3. The method of claim 1, wherein each pipeline stage comprises a layer of a neural network and processing the input data unit comprises performing operations of the layer on the input data unit.

4. The method of claim 1, wherein each data unit comprises a received input data.

5. The method of claim 1, wherein the deep learning workload comprises an inference deep learning workload and the outputted processed unit is used in an inference application.

6. The method of claim 1, wherein the input data is data received from one or more of: a sensor measuring or detecting a physical parameter, a rolling shutter camera, a radar detector, a LIDAR scanning and detection mechanism, and a server storing high frequency day trading data.

7. The method of claim 1, wherein input data comprises a portion of a point cloud.

8. The method of claim 1, wherein each pipeline stage comprises one or more layers of a neural network.

9. The method of claim 1 further comprising:

performing the computations of each pipeline stage in a sub-processor of the processor assigned to that pipeline stage; and

storing in adjacent or physically close memory regions data associated with the performing of the computations of each pipeline stage.

10. The method of claim 1 further comprising:

storing data associated with the plurality of pipeline stages in adjacent or physically close memory regions; and

assigning computations of a pipeline stage to a sub-processor of the processor near or adjacent to a sub-processor performing computations of a next pipeline stage, wherein the assigned sub-processors are near or adjacent to memory regions where the sub-processor's pipeline stage data is stored.

11. A deep learning inference accelerator, comprising:

a plurality of processor cores, each assigned to a pipeline stage of a plurality of pipeline stages and configured to process the pipeline stage, wherein the plurality of pipeline stages together comprise the computational graph of a deep learning inference neural network and the plurality of processor cores are configured to:

receive a plurality of input data units at different times;

as a data unit arrives at a processor core, process the data unit in a pipeline stage assigned to the processor core and output the processed data to a next pipeline stage and associated processor core until the data unit is processed through the plurality of the pipeline stages; and

generate an output based at least partly on output of the processing of the input data through the plurality of pipeline stages.

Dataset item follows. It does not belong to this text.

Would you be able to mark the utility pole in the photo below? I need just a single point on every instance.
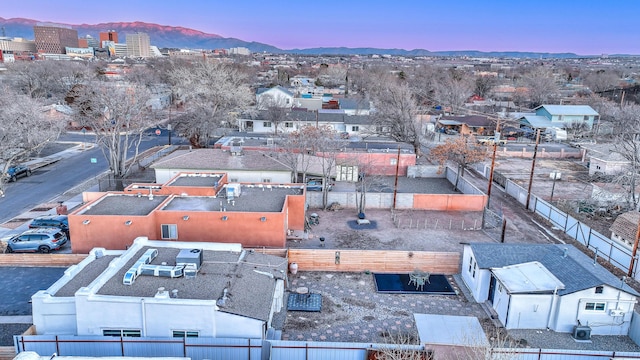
(533, 166)
(395, 186)
(496, 139)
(634, 251)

12. The accelerator of claim 11, wherein each pipeline stage comprises a layer of the neural network and the processing in the pipeline stage comprises performing operations of the layer on the input data unit.

13. The accelerator of claim 11, wherein the plurality of input data is received from one or more of: a sensor measuring or detecting a physical parameter, a rolling shutter camera, a radar detector, a LIDAR scanning and detection mechanism, and a server storing high frequency day trading data.

14. The accelerator of claim 11, wherein adjacent or nearby processors are assigned to adjacent or nearby pipeline stages.

15. The accelerator of claim 11 further comprising a memory circuit configured to store data associated with the processing of each pipeline stage, wherein the data is stored in adjacent or nearby memory regions for near or adjacent pipeline stages.

16. The accelerator of claim 15, wherein the data associated with the processing of each pipeline comprises weights and activation maps.

17. The accelerator of claim 11, wherein one or more pipeline stages are skipped.

18. The accelerator of claim 11, wherein the neural network comprises a CNN.

19. The accelerator of claim 11, wherein an input data unit comprises an image.

20. An autonomous vehicle comprising the accelerator of claim 11.